POR NAYARA BATSCHKE
SANTIAGO (AP) — El embajador de Estados Unidos en Chile, Brandon Judd, dijo el lunes que “nadie tiene el derecho a una visa” y que es decisión “soberana” del país autorizar “quien entra” a su territorio, en medio de la controversia generada luego que la administración de Donald Trump anunciara la restricción de visas contra tres altos funcionarios chilenos, entre ellos el ministro de Transportes y Telecomunicaciones, Juan Carlos Muñoz.
Las sanciones fueron anunciadas el viernes por el secretario de Estado estadounidense, Marco Rubio, quien acusó a Muñoz y otros dos funcionarios, no identificados, de llevar a cabo “actividades que comprometieron infraestructura crítica de telecomunicaciones y erosionaron la seguridad regional”.
La referencia alude a un proyecto —aún en fase de evaluaciones– que prevé la construcción de un cable submarino de fibra óptica que conectaría Chile con China.
“Es nuestro derecho soberano tomar medidas cuando percibimos que la seguridad de la región está amenazada”, dijo en una conferencia de prensa Judd. “Y sin duda, en este caso la seguridad de la región, nuestra seguridad, la soberanía de todos los demás, no está a salvo en este exacto momento”.
Judd agregó que el gobierno estadounidense ha intentado “con todas las fuerzas” resolver “este asunto diplomáticamente” y que ha llegado a alertar a las autoridades chilenas sobre los riesgos del proyecto, pero acusó a los funcionarios chilenos sancionados de no actuar con “honestidad”.
La medida de Washington generó asombro y profundiza posiblemente aún más la grieta entre la administración Trump y la del presidente chileno de izquierda, Gabriel Boric, un férreo crítico de su homólogo norteamericano y a quien queda tan solo dos semanas en el poder.
Horas antes de la conferencia del embajador estadounidense, la vocera de la Presidencia, Camila Vallejo, calificó la sanción como una medida “arbitraria y unilateral”, y matizó que Chile “no toma decisiones bajo amenaza o presión de ningún país y de ninguna empresa”.
“Nosotros tomamos decisiones en función del desarrollo de nuestro país y, por cierto, nunca jamás atentando ni a la seguridad de nuestro país ni de la región”, expresó en una rueda de prensa.
Al ser consultado sobre las fuertes reacciones en el Ejecutivo chileno, donde se han manifestado tanto Boric y Muñoz como el canciller Alberto van Klaveren, Judd aseveró que “no hay amenazas” por parte de Estados Unidos.

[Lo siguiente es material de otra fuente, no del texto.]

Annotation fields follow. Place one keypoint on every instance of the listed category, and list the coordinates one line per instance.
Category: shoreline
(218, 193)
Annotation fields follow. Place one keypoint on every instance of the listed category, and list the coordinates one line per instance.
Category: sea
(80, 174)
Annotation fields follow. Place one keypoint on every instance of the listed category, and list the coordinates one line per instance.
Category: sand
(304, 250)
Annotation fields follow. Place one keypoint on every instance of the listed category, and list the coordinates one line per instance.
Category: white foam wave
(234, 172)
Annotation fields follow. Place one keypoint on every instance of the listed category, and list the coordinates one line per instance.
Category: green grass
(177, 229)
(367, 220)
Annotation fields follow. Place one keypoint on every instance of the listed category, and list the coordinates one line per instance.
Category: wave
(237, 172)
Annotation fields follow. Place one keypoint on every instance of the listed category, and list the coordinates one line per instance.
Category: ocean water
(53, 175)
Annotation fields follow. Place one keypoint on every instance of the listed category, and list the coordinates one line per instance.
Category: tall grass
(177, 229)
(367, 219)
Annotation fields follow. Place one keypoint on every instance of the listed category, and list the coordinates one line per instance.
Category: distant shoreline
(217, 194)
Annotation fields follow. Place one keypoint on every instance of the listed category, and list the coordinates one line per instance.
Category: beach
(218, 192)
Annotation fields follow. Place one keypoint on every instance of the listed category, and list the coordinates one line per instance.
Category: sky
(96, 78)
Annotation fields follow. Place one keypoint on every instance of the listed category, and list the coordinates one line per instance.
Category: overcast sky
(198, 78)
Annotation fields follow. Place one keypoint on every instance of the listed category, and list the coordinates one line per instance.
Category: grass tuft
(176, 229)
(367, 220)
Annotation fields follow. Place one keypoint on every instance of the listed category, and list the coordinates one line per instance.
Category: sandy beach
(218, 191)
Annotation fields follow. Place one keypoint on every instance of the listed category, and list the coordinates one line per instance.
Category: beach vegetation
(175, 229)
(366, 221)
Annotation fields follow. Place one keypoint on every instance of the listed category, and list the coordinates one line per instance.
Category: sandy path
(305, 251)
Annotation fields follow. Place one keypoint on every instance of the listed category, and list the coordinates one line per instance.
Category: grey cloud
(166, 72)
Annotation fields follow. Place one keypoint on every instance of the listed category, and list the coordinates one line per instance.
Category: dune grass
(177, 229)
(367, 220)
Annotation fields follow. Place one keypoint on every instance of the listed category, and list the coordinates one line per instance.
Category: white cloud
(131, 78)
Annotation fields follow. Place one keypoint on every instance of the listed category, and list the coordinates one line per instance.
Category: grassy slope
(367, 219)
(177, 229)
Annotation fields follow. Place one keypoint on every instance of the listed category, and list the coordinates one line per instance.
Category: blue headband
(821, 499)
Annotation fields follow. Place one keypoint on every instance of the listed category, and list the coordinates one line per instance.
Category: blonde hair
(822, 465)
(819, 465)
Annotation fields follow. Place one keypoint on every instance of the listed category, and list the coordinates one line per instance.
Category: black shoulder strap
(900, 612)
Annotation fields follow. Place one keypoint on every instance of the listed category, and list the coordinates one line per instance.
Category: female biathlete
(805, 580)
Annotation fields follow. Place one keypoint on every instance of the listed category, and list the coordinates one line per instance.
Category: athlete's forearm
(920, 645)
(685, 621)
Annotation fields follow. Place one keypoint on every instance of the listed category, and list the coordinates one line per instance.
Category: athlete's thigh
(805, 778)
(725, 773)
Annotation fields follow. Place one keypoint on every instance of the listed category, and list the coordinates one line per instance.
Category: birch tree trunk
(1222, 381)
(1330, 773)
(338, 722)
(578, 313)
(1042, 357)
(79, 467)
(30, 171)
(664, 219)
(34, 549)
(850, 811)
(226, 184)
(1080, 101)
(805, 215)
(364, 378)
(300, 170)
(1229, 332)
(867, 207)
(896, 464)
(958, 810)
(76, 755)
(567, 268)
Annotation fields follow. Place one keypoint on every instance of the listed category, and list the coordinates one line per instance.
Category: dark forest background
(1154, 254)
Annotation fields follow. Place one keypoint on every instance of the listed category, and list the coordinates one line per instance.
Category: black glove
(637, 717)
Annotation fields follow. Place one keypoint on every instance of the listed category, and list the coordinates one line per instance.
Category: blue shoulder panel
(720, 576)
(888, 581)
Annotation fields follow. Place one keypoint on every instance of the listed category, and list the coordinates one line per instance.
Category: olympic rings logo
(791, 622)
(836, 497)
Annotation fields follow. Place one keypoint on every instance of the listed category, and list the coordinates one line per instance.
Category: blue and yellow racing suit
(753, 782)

“No estamos haciendo ninguna amenaza. Como les hemos dicho estrictamente en todo momento, todo lo que hacemos depende de la comunicación y la seguridad”, señaló.
Añadió, sin especificar países, que “hay muchos actores maliciosos” actuando en la región “que buscan causar daño, no solo a esta región y a Chile, sino también a Estados Unidos”.
Advirtió que el eventual avance para la implementación del cable submarino “podría obligar a realizar una revisión de todos los espectros de intercambio de información” entre Estados Unidos y Chile, “incluyendo los programas que brinden beneficios reales, seguridad y facilidades al pueblo chileno”, como el de exención de visas.
“Ciertamente todo está sobre la mesa, dependiendo de lo que esta administración decida hacer en el futuro”, remató el embajador. “Si Chile quiere participar en programas, está invitado a participar, pero debe actuar como un buen socio”.
Las relaciones entre los dos países se vieron remecidas desde la llegada de Trump a la Casa Blanca.
Desde entonces, Boric ha vertido ácidas críticas contra su homólogo estadounidense, a quien llegó a acusar de “pretender ser un nuevo emperador” al criticar la política exterior adelantada por el republicano.
En polos antagónicos del espectro político, el embajador norteamericano aprovechó para hacer un guiño al presidente electo José Antonio Kast, un veterano político ultraderechista que asumirá las riendas de Chile el próximo 11 de marzo tras imponerse en las elecciones del año pasado.
“Esperamos con ansias trabajar con el nuevo gobierno para proveer lo que exigió el pueblo chileno. Trabajando juntos podemos asegurarnos de que esta región, nuestro vecindario compartido, sea segura y próspera para todos”, finalizó.